Lower Budget Turned In For 'The Lone Ranger'; Johnny Depp Sticking By Gore Verbinski


Ah, the saga of “The Lone Ranger” continues to ride on and in case you’ve been away here’s the short version. Seeing “Cowboys & Aliens” tank, contrasted with the extraordinary $250-75 million budget that was in play for “The Lone Ranger,” Disney panicked and yanked the cord on the film, sending the filmmakers scrambling to try and get the budget down to somewhere between $200-220 million while still retaining the eye-popping sequences people are going to be paying for. The result? Well, it’s not back up and running but producer Jerry Bruckheimer and director Gore Verbinski are trying their damndest.

Deadline reports that Bruckheimer and Verbinski have just submitted a new budget that will put the cost of the film around $215 million. Not quite the $200 million Disney was hoping for, but under their make-or-break number of $220 million. But ah, there is a whole other twist to the proceedings. The studio is feigning surprise at Johnny Depp‘s revelation that he’s going to make the movie with Verbinski or not at all, with Disney playing shocked that the usually picky actor is sticking by a helmer he has worked with four times already. Moreover, Verbinski is said to be pushing back and will walk from the film (taking Depp with him) if the budget gets so low that it’s no longer the movie he originally intended to make.

It’s certainly a quandary for the studio who are grappling with the cold reality of what it means to make a big-budget blockbuster in this day and age. As it stands not only would “The Lone Ranger” need to triple its budget in box office receipts to be profitable, but even before lensing starts, $30 million will be spent on the salaries of Depp, Verbinski and Bruckheimer alone. Add to that Verbinski’s reputation for going over budget (“Pirates of the Caribbean: At World’s End” wound up costing $300 million) and you can understand why Disney are wary of moving forward. The other question is how much out of the proposed three big train sequences in the film — once of which has been ambitiously described as one of the largest ever put on film — not to mention some of the other special effects sequences, can you afford to cut without losing any of its popcorn entertainment feel?

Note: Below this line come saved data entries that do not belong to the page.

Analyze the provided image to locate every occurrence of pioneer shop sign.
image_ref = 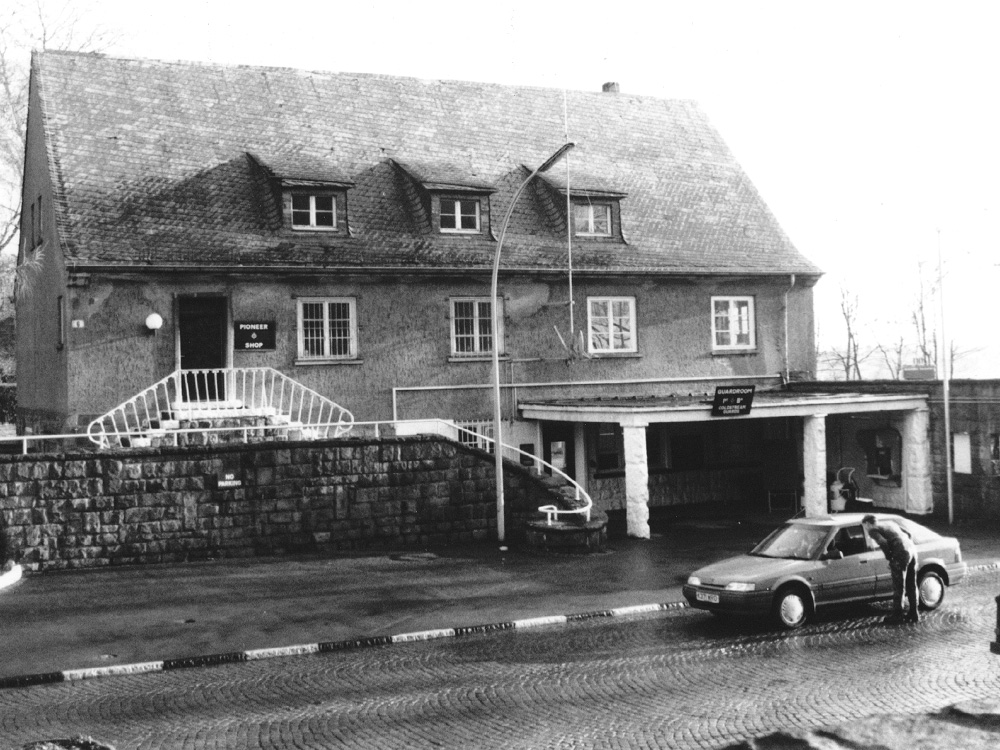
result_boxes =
[234,321,275,351]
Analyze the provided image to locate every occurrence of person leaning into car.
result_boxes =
[862,514,919,624]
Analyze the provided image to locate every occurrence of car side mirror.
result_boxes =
[824,550,844,560]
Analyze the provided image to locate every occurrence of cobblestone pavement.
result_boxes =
[2,569,999,750]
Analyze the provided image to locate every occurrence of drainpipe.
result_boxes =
[784,274,796,382]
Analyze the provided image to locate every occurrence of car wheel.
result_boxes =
[773,587,809,630]
[918,570,946,610]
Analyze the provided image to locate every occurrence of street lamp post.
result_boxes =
[491,142,575,546]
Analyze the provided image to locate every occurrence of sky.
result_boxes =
[13,0,1000,377]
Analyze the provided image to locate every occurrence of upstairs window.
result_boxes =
[712,296,755,350]
[291,194,337,230]
[297,297,357,361]
[440,198,481,233]
[573,202,611,236]
[588,296,637,354]
[451,297,502,356]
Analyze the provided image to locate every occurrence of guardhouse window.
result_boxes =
[291,194,337,230]
[594,423,624,473]
[857,427,902,485]
[573,202,611,236]
[440,198,481,233]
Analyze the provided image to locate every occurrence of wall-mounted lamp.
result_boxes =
[145,312,164,335]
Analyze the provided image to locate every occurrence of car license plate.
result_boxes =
[696,591,720,604]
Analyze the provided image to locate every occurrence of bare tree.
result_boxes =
[0,0,113,255]
[911,261,938,371]
[876,335,906,380]
[837,286,864,379]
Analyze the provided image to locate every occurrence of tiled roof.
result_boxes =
[33,51,822,276]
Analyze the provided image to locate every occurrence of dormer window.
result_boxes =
[440,198,481,233]
[248,152,354,235]
[292,194,337,230]
[391,160,495,237]
[573,202,611,236]
[537,172,626,241]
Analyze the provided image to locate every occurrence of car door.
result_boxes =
[814,525,879,603]
[865,527,896,598]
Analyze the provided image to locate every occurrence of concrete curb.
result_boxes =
[0,600,688,690]
[0,561,995,692]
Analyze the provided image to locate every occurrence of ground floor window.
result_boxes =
[587,297,636,354]
[711,296,755,350]
[593,423,624,473]
[451,298,502,357]
[457,420,494,453]
[297,297,357,360]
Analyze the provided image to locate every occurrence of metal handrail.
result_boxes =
[85,367,354,448]
[446,421,592,524]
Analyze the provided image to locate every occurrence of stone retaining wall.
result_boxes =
[0,436,556,571]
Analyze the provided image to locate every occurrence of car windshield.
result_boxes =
[751,524,829,560]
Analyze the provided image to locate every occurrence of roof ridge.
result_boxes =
[35,49,701,104]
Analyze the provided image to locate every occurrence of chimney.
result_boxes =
[602,82,620,94]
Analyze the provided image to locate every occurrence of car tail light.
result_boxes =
[956,545,962,563]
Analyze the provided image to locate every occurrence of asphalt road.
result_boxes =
[2,568,999,750]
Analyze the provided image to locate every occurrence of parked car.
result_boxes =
[682,513,967,630]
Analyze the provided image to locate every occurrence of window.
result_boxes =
[712,296,755,350]
[857,427,901,485]
[594,423,624,473]
[573,202,611,236]
[297,298,357,360]
[457,420,494,454]
[953,432,972,474]
[829,526,868,557]
[440,198,480,233]
[588,297,637,354]
[451,297,502,356]
[291,194,337,230]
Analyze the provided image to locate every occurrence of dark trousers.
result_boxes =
[890,557,919,616]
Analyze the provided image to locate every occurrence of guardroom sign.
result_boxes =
[710,385,756,417]
[234,321,276,351]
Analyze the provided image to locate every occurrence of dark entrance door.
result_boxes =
[542,421,576,480]
[178,297,228,401]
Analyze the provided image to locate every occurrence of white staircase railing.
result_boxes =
[447,421,592,524]
[87,367,354,448]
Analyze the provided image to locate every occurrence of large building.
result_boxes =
[16,51,933,536]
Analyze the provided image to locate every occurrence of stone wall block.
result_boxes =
[83,513,101,533]
[62,461,88,478]
[4,509,32,525]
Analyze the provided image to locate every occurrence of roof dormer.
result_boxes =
[537,171,627,242]
[391,160,496,236]
[249,152,355,234]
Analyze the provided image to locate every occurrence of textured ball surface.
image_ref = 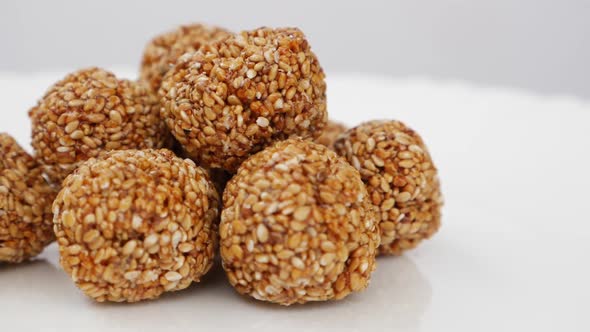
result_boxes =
[315,120,347,148]
[0,133,55,263]
[53,149,220,302]
[334,120,442,255]
[140,24,232,92]
[29,67,170,185]
[160,27,328,172]
[220,139,379,305]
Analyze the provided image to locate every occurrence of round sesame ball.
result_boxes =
[29,67,170,186]
[160,27,328,172]
[333,120,443,255]
[0,133,55,263]
[52,149,220,302]
[140,23,232,92]
[220,138,379,305]
[315,120,347,148]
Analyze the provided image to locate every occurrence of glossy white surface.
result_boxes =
[1,73,589,331]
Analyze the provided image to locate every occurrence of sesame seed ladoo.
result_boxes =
[159,27,328,172]
[0,133,56,263]
[53,149,220,302]
[220,139,379,305]
[140,23,232,92]
[29,67,170,186]
[334,120,443,255]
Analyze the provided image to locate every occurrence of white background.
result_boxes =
[1,0,589,98]
[1,1,589,329]
[1,72,589,331]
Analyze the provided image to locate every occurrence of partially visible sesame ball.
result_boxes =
[315,120,347,148]
[53,149,219,302]
[140,24,232,92]
[29,67,170,185]
[220,139,379,305]
[167,143,231,198]
[160,27,328,172]
[0,133,55,263]
[334,120,442,255]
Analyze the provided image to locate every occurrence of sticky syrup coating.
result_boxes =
[53,149,219,302]
[220,139,379,305]
[160,27,328,172]
[29,67,170,185]
[140,23,232,92]
[0,133,56,263]
[334,120,442,255]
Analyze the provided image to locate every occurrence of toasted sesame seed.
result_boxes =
[293,206,311,221]
[121,240,137,256]
[124,271,141,281]
[178,243,194,253]
[143,234,159,248]
[320,253,336,266]
[165,271,183,282]
[291,257,305,270]
[83,230,100,243]
[256,224,269,243]
[256,117,269,128]
[397,192,412,203]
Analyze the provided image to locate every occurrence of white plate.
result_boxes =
[1,72,589,332]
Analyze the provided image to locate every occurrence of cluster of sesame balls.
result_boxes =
[0,23,442,305]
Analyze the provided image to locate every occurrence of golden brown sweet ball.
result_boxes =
[0,133,56,263]
[315,120,347,148]
[52,149,220,302]
[220,139,379,305]
[160,27,328,172]
[29,67,170,186]
[140,24,232,92]
[334,120,442,255]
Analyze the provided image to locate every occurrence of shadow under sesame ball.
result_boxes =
[0,133,56,263]
[220,138,379,305]
[159,27,328,172]
[29,67,171,186]
[334,120,443,256]
[52,149,220,302]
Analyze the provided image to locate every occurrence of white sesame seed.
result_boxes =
[256,117,269,128]
[164,271,183,282]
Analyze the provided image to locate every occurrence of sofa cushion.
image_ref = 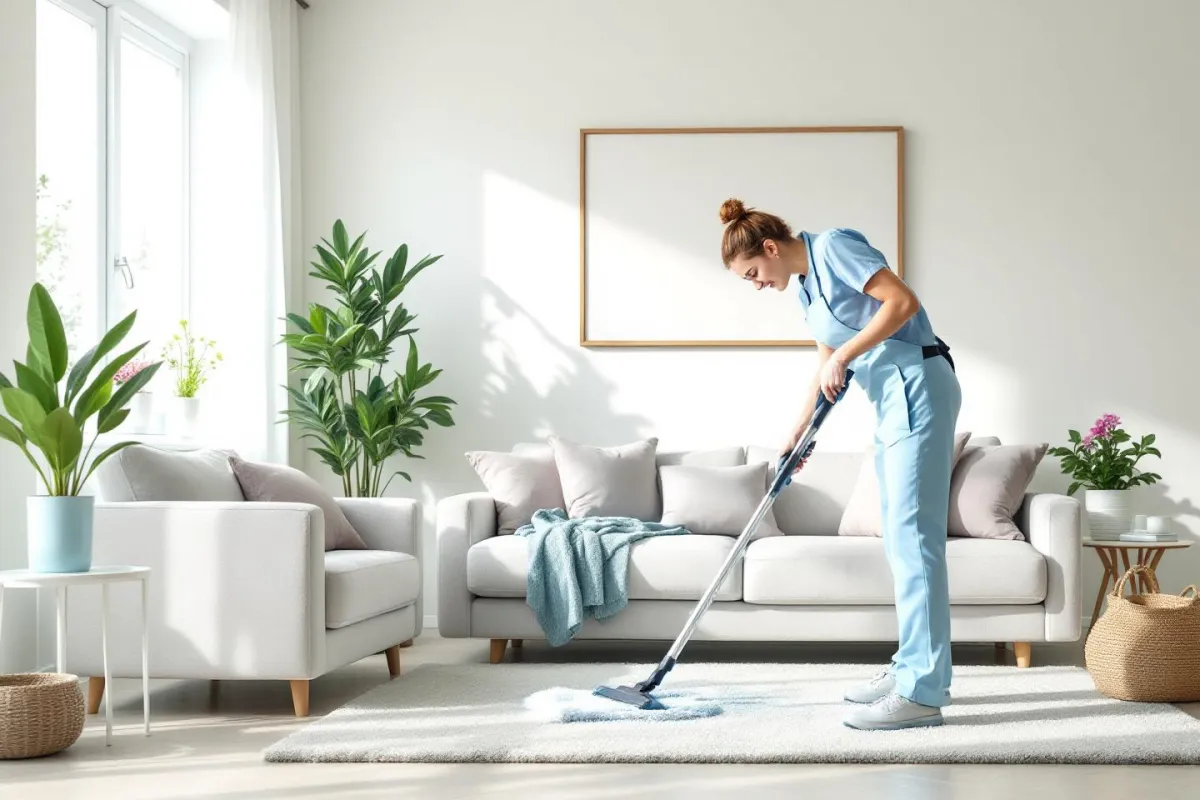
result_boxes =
[465,449,565,535]
[513,442,746,470]
[548,435,660,520]
[747,447,864,535]
[837,431,972,537]
[95,445,244,502]
[949,443,1049,540]
[743,536,1046,605]
[466,534,742,601]
[230,456,367,551]
[324,550,420,629]
[659,463,783,539]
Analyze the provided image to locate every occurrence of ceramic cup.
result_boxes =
[1147,516,1170,534]
[1132,514,1148,531]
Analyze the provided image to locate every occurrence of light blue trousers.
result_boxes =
[871,353,962,708]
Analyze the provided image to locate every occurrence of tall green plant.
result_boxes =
[280,220,455,497]
[0,284,162,495]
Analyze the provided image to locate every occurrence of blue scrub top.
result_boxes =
[798,228,936,348]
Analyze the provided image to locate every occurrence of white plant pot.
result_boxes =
[1084,489,1133,539]
[126,391,154,432]
[170,396,202,438]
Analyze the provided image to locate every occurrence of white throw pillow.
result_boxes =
[548,435,659,520]
[465,449,566,535]
[837,431,971,537]
[659,463,783,539]
[94,445,245,502]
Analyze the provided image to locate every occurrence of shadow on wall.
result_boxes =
[477,277,651,448]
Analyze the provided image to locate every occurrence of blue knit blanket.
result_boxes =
[514,508,689,646]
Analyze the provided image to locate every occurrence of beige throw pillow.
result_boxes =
[837,431,971,537]
[659,463,783,539]
[465,450,566,535]
[229,456,367,551]
[948,443,1049,540]
[548,435,659,520]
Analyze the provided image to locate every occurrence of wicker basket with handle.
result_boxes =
[1085,564,1200,702]
[0,673,85,759]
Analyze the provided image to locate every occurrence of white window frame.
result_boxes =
[39,0,194,345]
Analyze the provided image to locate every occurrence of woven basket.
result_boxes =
[1085,565,1200,702]
[0,674,85,759]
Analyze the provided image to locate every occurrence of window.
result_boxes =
[36,0,190,370]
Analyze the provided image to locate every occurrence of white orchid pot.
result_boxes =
[1084,489,1132,539]
[127,390,154,432]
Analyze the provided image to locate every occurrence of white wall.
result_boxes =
[0,0,38,672]
[300,0,1200,618]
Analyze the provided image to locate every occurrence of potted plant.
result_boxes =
[0,284,161,572]
[279,220,455,496]
[1048,413,1162,538]
[114,358,154,432]
[161,319,221,437]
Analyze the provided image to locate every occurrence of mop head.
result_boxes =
[524,687,724,723]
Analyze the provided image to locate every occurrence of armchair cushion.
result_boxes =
[324,550,420,629]
[95,445,244,502]
[230,455,366,551]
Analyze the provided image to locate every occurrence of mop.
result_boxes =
[526,372,854,722]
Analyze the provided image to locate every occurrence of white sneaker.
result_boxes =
[843,692,944,731]
[843,666,895,704]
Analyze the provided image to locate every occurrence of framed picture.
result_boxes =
[579,126,904,347]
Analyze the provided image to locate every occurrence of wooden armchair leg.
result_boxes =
[87,677,105,715]
[290,680,310,717]
[490,639,508,664]
[385,644,401,677]
[1014,642,1032,668]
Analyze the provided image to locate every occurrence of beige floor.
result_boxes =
[2,632,1198,799]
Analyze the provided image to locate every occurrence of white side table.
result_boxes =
[0,566,150,746]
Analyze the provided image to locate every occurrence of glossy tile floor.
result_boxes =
[2,632,1197,799]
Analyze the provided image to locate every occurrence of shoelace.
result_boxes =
[868,667,891,687]
[870,692,907,712]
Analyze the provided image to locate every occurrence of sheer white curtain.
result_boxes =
[212,0,299,464]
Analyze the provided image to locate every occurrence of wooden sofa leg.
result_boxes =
[87,677,104,715]
[385,645,401,678]
[1014,642,1032,668]
[290,680,310,717]
[490,639,508,664]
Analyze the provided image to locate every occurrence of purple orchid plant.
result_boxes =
[113,358,152,386]
[1048,413,1162,496]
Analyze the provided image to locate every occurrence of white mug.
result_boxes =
[1132,514,1148,531]
[1147,516,1171,534]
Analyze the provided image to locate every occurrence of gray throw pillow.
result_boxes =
[660,463,783,539]
[95,445,245,502]
[548,435,659,520]
[838,431,971,537]
[228,455,367,551]
[948,443,1049,540]
[465,449,566,535]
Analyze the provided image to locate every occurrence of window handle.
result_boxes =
[114,256,134,289]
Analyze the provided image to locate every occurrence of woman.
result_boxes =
[719,198,961,731]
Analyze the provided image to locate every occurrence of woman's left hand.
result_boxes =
[818,352,848,402]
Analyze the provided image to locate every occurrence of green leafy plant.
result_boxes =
[0,283,162,495]
[280,220,455,497]
[162,319,222,397]
[1048,413,1162,496]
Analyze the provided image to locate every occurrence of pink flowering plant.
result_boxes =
[113,359,151,386]
[1048,414,1162,496]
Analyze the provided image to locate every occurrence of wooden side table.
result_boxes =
[1082,539,1193,630]
[0,566,150,746]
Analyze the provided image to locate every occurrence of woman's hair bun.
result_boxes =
[719,197,748,225]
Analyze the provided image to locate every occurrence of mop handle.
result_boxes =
[651,371,854,671]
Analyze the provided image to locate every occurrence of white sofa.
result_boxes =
[437,441,1082,666]
[65,448,422,716]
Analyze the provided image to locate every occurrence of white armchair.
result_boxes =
[65,447,422,716]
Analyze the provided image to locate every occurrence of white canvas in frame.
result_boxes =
[580,127,903,347]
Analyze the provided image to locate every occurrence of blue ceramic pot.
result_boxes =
[27,496,94,573]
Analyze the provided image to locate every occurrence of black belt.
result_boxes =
[922,336,955,372]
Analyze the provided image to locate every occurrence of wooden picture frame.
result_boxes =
[579,126,905,347]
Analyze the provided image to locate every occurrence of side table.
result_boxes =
[1082,539,1193,630]
[0,566,150,746]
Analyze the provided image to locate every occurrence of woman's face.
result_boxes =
[729,240,790,292]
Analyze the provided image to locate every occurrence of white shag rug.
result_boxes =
[262,662,1200,764]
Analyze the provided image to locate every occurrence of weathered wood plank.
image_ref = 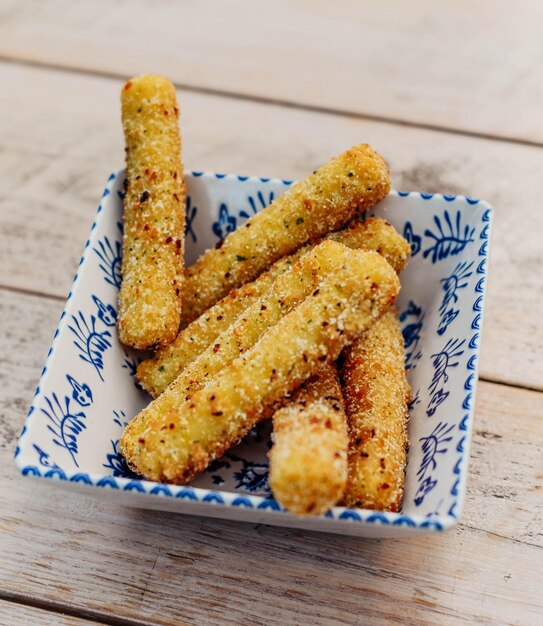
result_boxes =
[0,600,105,626]
[1,62,542,389]
[0,288,541,626]
[1,0,542,143]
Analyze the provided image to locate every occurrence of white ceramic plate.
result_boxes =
[15,170,492,537]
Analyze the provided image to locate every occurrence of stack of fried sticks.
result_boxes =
[117,75,411,516]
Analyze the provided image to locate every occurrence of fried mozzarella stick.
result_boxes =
[269,363,348,516]
[133,241,368,436]
[179,144,391,326]
[120,249,400,483]
[157,241,355,395]
[268,226,411,516]
[138,217,408,397]
[340,310,410,512]
[118,75,186,349]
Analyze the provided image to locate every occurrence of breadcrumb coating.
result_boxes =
[269,363,348,516]
[132,241,364,436]
[136,246,306,397]
[340,309,410,512]
[138,217,409,397]
[327,217,410,275]
[179,144,391,326]
[120,249,400,483]
[118,75,185,349]
[175,241,357,390]
[269,225,411,516]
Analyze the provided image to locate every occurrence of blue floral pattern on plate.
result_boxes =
[423,210,475,263]
[212,202,237,240]
[15,173,493,537]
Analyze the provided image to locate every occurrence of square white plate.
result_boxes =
[15,170,492,537]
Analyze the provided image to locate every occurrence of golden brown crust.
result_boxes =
[268,224,410,516]
[120,249,400,484]
[328,217,410,275]
[130,241,378,439]
[340,309,411,512]
[117,75,185,349]
[179,144,391,326]
[269,363,348,516]
[137,217,409,397]
[136,246,307,397]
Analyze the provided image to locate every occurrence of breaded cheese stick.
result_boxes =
[118,75,186,349]
[133,241,362,437]
[160,240,356,396]
[138,217,409,396]
[340,309,410,512]
[120,249,400,483]
[179,144,391,325]
[269,363,348,516]
[268,224,411,516]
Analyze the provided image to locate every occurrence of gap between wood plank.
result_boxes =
[1,282,541,395]
[0,592,145,626]
[0,283,66,303]
[461,526,543,551]
[3,55,543,151]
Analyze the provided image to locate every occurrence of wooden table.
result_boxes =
[1,2,542,624]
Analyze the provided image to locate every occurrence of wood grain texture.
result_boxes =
[0,600,103,626]
[1,62,542,390]
[1,0,543,143]
[0,288,542,626]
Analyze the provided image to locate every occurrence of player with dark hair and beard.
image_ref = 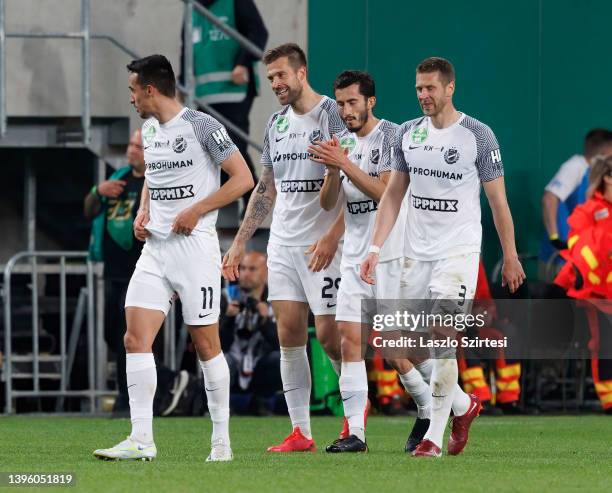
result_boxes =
[313,70,439,453]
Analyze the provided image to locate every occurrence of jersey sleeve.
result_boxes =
[474,124,504,182]
[544,156,588,202]
[322,97,346,137]
[193,115,239,166]
[378,122,398,174]
[261,114,275,168]
[391,123,410,173]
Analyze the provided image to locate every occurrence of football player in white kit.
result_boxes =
[310,71,432,453]
[93,55,254,462]
[362,57,525,457]
[223,44,345,452]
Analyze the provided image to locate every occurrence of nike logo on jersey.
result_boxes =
[341,395,355,402]
[283,388,299,394]
[326,302,337,308]
[408,145,421,150]
[275,136,286,142]
[205,387,219,392]
[199,313,212,319]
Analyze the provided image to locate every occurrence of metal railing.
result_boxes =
[2,251,100,414]
[0,0,92,143]
[0,0,264,152]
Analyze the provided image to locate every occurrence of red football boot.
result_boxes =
[339,398,371,440]
[411,439,442,458]
[267,427,316,453]
[448,393,482,456]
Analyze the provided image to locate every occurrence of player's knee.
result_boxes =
[320,337,341,361]
[340,331,362,360]
[193,336,220,360]
[123,331,145,353]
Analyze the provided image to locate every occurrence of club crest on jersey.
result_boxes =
[276,115,289,133]
[444,147,460,164]
[172,135,187,153]
[143,125,156,144]
[309,129,323,143]
[411,127,428,144]
[340,135,356,153]
[370,149,380,164]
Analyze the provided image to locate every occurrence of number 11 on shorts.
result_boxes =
[201,286,214,310]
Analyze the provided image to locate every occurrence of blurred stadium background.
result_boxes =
[0,1,610,490]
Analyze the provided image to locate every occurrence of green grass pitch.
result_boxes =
[0,415,609,492]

This has turned into a spin campaign war as well, with Disney more or less openly talking to Deadline and confirming they are “still in the Jerry Bruckheimer business and the Johnny Depp business” thereby not-so-subtly throwing Verbinski under the bus. And to add to the strain, Disney is sadistically still trying to hold onto the December 21, 2012 release date for the film with an insider claiming, “… it’s harder to get a good release date than it is to move it.”

So what does this all mean? Lord only knows. Disney has a franchise they still want to get off the ground but they aren’t going to bankrupt themselves to do it, while Bruckheimer/Verbinski/Depp want to make an uncompromised blockbuster…who’s gonna blink first?